# Synopsis

So far we have essentially only learned how to parse and enumerate the number of words in text (doesn't sound like much, huh? But that alone comprises a large amount of basic textual analysis). In this unit we will go a bit further and cover:

1. Preparing text for further analysis
2. Analyzing sentiment

We will also talk about how difficult advanced analysis of unstructured text is despite its appearance as an 'easy' task.

# Read libraries

In [None]:
%load_ext autoreload
%autoreload 2
%matplotlib inline

from colorama import Back, Fore, Style
from pathlib import Path
from sys import path

path.append('../My_libraries')
path

In [None]:
my_fontsize = 15

In [None]:
import re

import matplotlib.pyplot as plt
import matplotlib.cm as cm
import numpy as np
import pandas as pd

from collections import Counter
from random import random
from string import punctuation, whitespace

from My_libraries.my_stats import half_frame

# Text emotional valence

The notebook about the basics of text analysis illustrated some of the kinds of analyses that one can perform on text corpora.  The focus there was on simple calculations based on patterns of occurrence of work tokens.  Probably, not very satisfying for English or Psychology majors...

In this notebook, we are going to skim the surface of a different type of analysis.  Whether the text has positive, neutral, or negative **valence**.  This is typically referred to as **sentiment analysis**. The idea is that while most words are neutral some words convey valence in a polarized manner.  

*Sadness*, *anger*, *despair* convey a very different emotion from *happiness*, *laughter*, or *brightness*.

This realization has been formalized by asking many subjects to rate the valence of different words.  The aggregated ratings were then structured into lists where words are given a valence score.

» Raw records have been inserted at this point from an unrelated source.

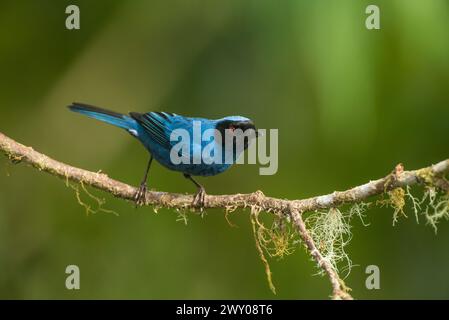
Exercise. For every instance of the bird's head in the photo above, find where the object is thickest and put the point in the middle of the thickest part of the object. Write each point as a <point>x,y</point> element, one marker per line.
<point>239,127</point>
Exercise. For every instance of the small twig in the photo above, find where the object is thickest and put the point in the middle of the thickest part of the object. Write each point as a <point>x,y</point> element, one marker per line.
<point>294,208</point>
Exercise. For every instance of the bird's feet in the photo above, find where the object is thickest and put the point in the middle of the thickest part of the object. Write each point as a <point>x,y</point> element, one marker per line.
<point>198,199</point>
<point>140,196</point>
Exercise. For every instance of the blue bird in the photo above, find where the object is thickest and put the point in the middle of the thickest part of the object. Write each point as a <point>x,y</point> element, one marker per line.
<point>154,130</point>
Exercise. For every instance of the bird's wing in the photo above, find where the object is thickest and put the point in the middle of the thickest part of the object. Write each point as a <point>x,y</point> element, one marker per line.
<point>157,124</point>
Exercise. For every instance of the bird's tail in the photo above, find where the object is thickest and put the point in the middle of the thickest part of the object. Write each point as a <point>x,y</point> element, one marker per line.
<point>111,117</point>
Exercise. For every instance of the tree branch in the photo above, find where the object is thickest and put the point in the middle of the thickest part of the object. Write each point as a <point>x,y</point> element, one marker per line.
<point>17,152</point>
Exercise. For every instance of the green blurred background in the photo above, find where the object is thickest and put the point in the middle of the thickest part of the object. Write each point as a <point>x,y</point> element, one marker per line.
<point>349,104</point>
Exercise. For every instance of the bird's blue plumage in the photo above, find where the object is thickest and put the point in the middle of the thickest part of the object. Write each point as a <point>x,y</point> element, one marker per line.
<point>153,130</point>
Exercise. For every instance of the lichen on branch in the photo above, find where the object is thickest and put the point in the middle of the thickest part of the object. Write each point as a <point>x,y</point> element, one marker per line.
<point>324,233</point>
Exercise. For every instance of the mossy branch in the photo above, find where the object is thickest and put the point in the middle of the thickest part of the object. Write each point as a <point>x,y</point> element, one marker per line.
<point>292,209</point>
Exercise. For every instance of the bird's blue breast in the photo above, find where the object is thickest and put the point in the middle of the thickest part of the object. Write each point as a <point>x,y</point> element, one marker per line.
<point>151,139</point>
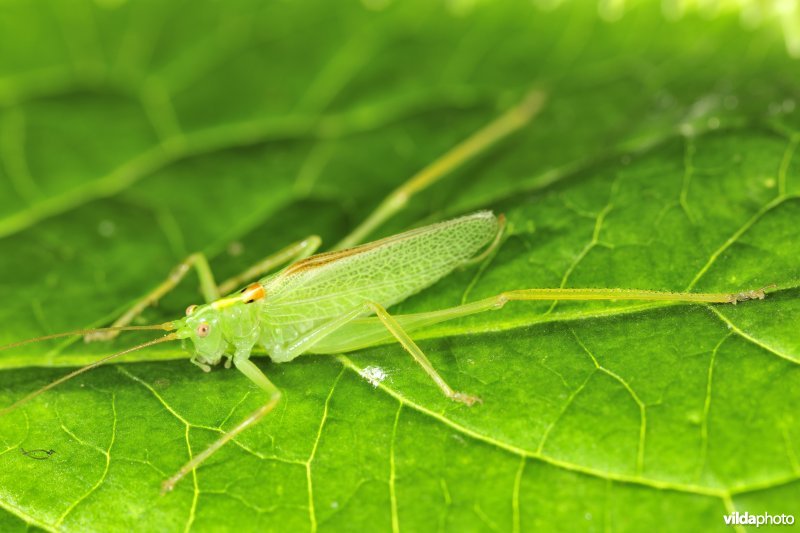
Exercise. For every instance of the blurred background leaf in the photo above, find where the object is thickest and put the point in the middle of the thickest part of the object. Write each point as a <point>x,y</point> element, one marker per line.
<point>134,133</point>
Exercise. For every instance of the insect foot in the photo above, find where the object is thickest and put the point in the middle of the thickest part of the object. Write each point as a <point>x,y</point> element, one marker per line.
<point>467,399</point>
<point>758,294</point>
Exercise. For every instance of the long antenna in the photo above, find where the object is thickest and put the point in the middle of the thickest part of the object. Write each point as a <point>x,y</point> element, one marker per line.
<point>166,326</point>
<point>59,381</point>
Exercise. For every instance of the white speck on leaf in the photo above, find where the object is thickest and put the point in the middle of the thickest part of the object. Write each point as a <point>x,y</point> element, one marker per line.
<point>374,374</point>
<point>106,228</point>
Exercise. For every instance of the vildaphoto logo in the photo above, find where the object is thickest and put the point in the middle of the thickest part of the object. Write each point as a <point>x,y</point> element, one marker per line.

Fortunately for us, such work is summarized in data files we can easily access.

In [None]:
afinn_folder = Path.cwd() / 'Data' / 'AFINN'

print( list( afinn_folder.glob('*') ) )
print()

valences_file_path = afinn_folder / 'AFINN-111.txt'
with open(valences_file_path, 'r', encoding = 'utf-8') as file_in:
    valence_data = file_in.readlines() 

print(len(valence_data))
print()

print(valence_data[:10])

That needs a little processing, right?

In [None]:
valence_dict  = {}
for line in valence_data:
    token, valence = line.split()
    print(token, valence)
    valence_dict[token.strip()] = float(valence.strip())
    print(valence_dict)
    
    break

Looking good.

Let's remove the `print` and `break` statements 

In [None]:
valence_dict  = {}
for line in valence_data:
    token, valence = line.split()
    valence_dict[token.strip()] = float(valence.strip())
    
print(len(valence_dict))    

Damn! Some lines do not have just two parts!

In [None]:
valence_dict  = {}
for line in valence_data:
    if len(line.split()) == 2:
        token, valence = line.split()
    else:
        print(line.split())
    valence_dict[token.strip()] = float(valence.strip())
    
print(len(valence_dict))    

**Damn!!! Damn!!!**

Some of the tokens are not single words.

What do you say if we ignore them for now?  We can still read them by noting that a `\t` character separates the token from the valence, but we will pretend they are not there for the rest of the work. 

In [None]:
valence_dict  = {}
for line in valence_data:
    token, valence = line.strip().split('\t')
    valence_dict[token.strip()] = float(valence.strip())
    
print(len(valence_dict)) 
print()


Some words for sure are in this `dictionary`, right?

In [None]:
valence_dict['hate']

In [None]:
valence_dict['happy']

In [None]:
valence_dict['screwed up']

# A detour for creating our own_library

I would like us to work with the play **Othello, the moor of Venice**. We could go back to the *basics* notebook but that is silly. Why would we want to keep a large number of versions of the same code across many notebooks?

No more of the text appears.